Top officials in Congo's mining ministry, including Minister Eugene Diomi Ndongala, have voiced their support for the recommendations issued by the special U.N. panel on exploitation of Congo's mineral wealth.
A first draft of the panel's report, released this week, recommends the break-up of Congo's state-run mining company Gecamines, largely a copper and cobalt producer, and the country's biggest diamond mining company, MIBA, which is 80 percent held by the government.
Minister Ndongala says he agrees in principle to the recommendations calling for good governance, better management and transparency in a notoriously shady business, which is courted by international mineral smugglers, influential businessmen, arms dealers and corrupt government officials.
But the minister acknowledges that he is powerless to reform Gecamines and MIBA without complex legislation first going through the country's new parliament, which has yet to announce its own budget.
In an interview, Minister Ndongala also said that under the new World Bank mining code, both Gecamines and MIBA officials have the right to negotiate and sign contracts for their businesses.

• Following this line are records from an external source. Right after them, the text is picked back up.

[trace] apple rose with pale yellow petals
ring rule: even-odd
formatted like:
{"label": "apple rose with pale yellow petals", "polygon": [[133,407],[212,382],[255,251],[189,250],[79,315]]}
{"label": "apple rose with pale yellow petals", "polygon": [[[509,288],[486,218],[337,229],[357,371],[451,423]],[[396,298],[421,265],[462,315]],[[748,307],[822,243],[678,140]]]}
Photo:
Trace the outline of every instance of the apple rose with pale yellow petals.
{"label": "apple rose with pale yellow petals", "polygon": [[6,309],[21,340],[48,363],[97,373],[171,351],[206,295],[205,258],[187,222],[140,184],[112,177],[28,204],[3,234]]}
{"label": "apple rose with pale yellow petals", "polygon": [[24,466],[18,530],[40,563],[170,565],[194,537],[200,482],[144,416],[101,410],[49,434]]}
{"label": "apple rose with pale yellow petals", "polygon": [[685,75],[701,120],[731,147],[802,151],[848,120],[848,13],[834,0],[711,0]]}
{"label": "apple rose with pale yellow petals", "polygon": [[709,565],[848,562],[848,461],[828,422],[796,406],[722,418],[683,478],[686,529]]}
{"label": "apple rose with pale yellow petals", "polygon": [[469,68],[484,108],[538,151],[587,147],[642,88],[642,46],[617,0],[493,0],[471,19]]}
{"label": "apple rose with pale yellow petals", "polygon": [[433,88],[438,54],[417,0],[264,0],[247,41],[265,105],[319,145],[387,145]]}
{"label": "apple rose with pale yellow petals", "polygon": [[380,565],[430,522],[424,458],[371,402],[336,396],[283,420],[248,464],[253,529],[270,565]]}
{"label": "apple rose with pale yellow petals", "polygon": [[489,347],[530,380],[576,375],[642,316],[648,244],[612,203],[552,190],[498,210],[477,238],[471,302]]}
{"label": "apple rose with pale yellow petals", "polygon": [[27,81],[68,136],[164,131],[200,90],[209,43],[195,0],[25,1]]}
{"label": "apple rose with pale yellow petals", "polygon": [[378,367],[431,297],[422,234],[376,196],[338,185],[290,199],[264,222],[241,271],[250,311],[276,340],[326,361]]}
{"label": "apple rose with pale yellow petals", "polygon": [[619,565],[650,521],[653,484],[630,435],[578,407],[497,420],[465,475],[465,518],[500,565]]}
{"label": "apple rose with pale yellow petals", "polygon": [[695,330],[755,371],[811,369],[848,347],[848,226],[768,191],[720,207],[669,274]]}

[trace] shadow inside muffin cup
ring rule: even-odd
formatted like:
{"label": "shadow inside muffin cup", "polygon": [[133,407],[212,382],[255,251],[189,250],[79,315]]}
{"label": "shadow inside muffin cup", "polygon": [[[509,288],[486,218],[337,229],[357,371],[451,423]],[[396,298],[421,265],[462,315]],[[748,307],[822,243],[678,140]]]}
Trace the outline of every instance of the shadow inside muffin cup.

An earlier draft of the U.N. panel report said the two companies had contracts with people and companies engaged in illegal and unethical business practices. But forcing the two firms to break the contracts would likely result in hefty legal fees and business losses.
The U.N. panel subsequently removed parts of the report that named specific companies and individuals it claimed were involved in illegal or unethical activities. However, the final panel report does link illegal activity in Congo's mining sector to arms smuggling and the country's five-year civil war, which officially ended in July although violence continues.

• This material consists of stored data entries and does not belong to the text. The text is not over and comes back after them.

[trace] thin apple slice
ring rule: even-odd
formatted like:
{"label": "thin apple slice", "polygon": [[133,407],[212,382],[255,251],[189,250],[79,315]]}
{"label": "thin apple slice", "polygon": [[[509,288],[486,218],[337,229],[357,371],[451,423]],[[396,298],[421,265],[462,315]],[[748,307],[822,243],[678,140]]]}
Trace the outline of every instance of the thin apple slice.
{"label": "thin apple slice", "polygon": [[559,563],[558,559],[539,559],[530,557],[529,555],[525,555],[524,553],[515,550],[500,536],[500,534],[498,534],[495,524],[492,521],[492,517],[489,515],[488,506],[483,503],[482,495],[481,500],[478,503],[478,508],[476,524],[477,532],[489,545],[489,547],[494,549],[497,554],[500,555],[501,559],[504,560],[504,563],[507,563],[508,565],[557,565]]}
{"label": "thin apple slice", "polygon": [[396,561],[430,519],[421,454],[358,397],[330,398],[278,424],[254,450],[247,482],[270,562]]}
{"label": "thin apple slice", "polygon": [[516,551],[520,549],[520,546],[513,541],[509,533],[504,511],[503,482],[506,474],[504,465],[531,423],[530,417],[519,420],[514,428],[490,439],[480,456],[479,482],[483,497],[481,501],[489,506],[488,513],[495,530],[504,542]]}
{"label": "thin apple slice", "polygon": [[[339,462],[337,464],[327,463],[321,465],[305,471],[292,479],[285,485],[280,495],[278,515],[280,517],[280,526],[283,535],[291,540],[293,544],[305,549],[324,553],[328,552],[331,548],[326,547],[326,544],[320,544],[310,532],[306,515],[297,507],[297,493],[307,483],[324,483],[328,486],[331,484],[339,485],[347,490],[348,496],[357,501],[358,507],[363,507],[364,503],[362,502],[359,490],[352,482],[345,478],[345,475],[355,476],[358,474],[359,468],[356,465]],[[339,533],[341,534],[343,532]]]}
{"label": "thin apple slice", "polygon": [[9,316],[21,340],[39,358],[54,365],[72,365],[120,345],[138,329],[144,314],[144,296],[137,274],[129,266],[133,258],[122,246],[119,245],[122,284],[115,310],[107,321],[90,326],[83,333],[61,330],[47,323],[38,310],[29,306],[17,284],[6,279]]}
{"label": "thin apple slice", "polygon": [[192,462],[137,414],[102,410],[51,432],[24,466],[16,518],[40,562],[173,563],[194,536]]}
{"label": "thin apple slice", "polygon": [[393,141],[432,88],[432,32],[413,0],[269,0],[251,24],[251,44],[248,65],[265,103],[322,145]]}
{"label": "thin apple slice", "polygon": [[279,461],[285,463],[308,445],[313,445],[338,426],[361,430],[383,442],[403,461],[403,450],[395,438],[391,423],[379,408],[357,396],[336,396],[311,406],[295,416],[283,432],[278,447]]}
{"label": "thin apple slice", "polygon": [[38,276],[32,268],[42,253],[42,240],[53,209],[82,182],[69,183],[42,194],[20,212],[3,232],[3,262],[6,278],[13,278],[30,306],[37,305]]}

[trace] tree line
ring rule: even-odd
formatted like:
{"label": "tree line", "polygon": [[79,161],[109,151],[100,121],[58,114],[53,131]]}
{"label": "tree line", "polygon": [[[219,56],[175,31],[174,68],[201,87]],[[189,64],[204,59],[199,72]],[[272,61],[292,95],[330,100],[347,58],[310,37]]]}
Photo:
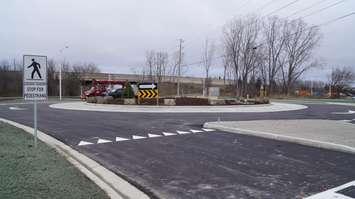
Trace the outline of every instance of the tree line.
{"label": "tree line", "polygon": [[[48,95],[59,95],[59,67],[62,67],[63,96],[79,96],[81,94],[82,77],[86,74],[99,73],[94,63],[56,62],[49,59],[47,63]],[[0,96],[18,97],[22,95],[22,63],[17,60],[0,61]]]}
{"label": "tree line", "polygon": [[[200,66],[205,82],[209,82],[211,68],[222,67],[223,79],[232,84],[237,96],[253,95],[260,88],[269,95],[290,95],[302,75],[322,66],[314,56],[320,29],[302,19],[238,17],[224,25],[221,39],[223,52],[219,54],[214,41],[205,41]],[[156,81],[176,76],[176,60],[175,54],[169,62],[167,52],[149,50],[141,74]],[[187,71],[187,65],[183,66]]]}

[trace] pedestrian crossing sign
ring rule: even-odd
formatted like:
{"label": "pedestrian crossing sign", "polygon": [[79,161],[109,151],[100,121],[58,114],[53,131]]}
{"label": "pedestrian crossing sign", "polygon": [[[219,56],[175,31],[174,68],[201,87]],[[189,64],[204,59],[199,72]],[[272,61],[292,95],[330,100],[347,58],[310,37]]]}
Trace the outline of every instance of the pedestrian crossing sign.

Meanwhile, top officials of Gecamines have complained that thousands of tons of copper concentrate have gone missing in the last three months. While state officials are negotiating the return of the minerals, they are simultaneously being accused of organizing their disappearance and working alongside foreign businessmen closely connected to the ministry of mines. Meanwhile, MIBA has insisted on keeping up its contracts with diamond companies it depends on to do business.
Congo's civil war ruined the mining sector's infrastructure and left it open to illegal mining operators and amateurs. The mining ministry estimates that more than $450 million worth of diamonds are smuggled out illegally each year.
Meanwhile, Congo's legal mineral production has dropped dramatically since the 1980s. Copper production used to be half a million tons a year. It now stands at just 20,000 tons a year.